Let me tell you, sometimes I think that kids just aren't my jam. I adore my kids. I love them with every cell in my body, but sometimes, I just want them to disappear into their rooms and not make a peep for a few
days hours. They are loud and messy and selfish and messy and loud (Wait, am I talking about me or the kids?). I am being very transparent when I say that sometimes, I forget how to mom. I forget what being a mom means and I get selfish. Being a mom is the most unselfish thing that a person can do. When you become mom, your own needs and desires are pushed down to make way for theirs. Now, that doesn't mean that you don't get to have coffee with the girls, or paint, or have a weekend to yourself. It does mean that 99% of the time, your kids are your life. It's all about where they want to eat, or what they want to watch, or what game they want to play. Sometimes that part makes us happy, and sometimes it makes us mad. Well, today I just got mad. I was tired of cleaning up after them constantly. I was tired of cooking 3 meals a day for everyone. I was tired of cleaning up spills. I was tired of their messes and the loud words coming out of their mouths. I was tired of laundry...so. much. laundry. I just wanted help....but I wasn't getting any. So, I had a small pity party, cried a few tears, threw a hanger across the room (yes it broke, and yes it felt really good), and went on folding laundry. I did not keep calm. I did not beg for forgiveness. I yelled, I put them to bed with a book, I went back and yelled a little more, I slammed a few doors, cried a little more, then I finished the laundry and re-made my bed (that they unmade while they were supposed to be helping with the laundry, but did no such thing).

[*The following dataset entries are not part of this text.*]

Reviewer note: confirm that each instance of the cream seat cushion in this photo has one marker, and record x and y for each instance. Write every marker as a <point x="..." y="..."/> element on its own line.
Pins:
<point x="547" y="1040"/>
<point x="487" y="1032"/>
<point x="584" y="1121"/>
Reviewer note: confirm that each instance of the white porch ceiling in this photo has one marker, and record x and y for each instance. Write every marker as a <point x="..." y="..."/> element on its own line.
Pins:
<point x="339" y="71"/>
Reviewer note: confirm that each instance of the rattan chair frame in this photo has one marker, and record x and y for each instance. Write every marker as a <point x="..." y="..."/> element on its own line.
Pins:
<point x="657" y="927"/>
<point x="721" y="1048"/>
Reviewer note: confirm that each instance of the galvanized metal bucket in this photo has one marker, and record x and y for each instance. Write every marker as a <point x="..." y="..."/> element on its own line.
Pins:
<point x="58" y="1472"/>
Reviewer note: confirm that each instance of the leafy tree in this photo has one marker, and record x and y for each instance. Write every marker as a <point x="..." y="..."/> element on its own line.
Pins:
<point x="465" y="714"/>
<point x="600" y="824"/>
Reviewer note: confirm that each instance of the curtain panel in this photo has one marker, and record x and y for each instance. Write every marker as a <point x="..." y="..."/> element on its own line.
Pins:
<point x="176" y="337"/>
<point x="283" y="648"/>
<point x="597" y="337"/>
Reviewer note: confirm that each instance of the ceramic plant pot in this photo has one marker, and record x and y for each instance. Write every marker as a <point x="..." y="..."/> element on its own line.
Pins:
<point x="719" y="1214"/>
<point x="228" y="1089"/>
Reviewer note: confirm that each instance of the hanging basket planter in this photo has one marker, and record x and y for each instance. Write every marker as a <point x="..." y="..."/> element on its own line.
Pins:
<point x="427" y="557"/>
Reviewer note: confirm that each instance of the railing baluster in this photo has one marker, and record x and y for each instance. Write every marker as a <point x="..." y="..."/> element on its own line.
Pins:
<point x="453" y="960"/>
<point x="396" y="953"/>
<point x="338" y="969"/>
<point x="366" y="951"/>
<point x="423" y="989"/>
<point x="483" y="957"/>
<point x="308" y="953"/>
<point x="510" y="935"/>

Am I proud of it? No. Not even a little. Will they forgive me? Yes. Because children are full of grace, just like My Father. It's on days like this that I wonder if the reason I had my hissy fit was for me to see the fullness of His grace, and be thankful that my children extend the same grace to me.
Yes, I will apologize...again and again and again. I think it is important for our children to see that we are human. We are imperfect. We make stupid mistakes. We are not above apologizing when we do wrong, because they are no less important than anyone else in our lives. Then we can explain The Father's love to them, and that we extend the same to them.
Today didn't go as planned. No day every really does. Just when I think kids aren't my jam, I meet someone special.
|This is Underwoman.|
And this is why kids ARE my jam.
Hope your day is better than mine. Peace out to all you moms doing the most underpaid, under appreciated, toughest job in the world. We are in this together.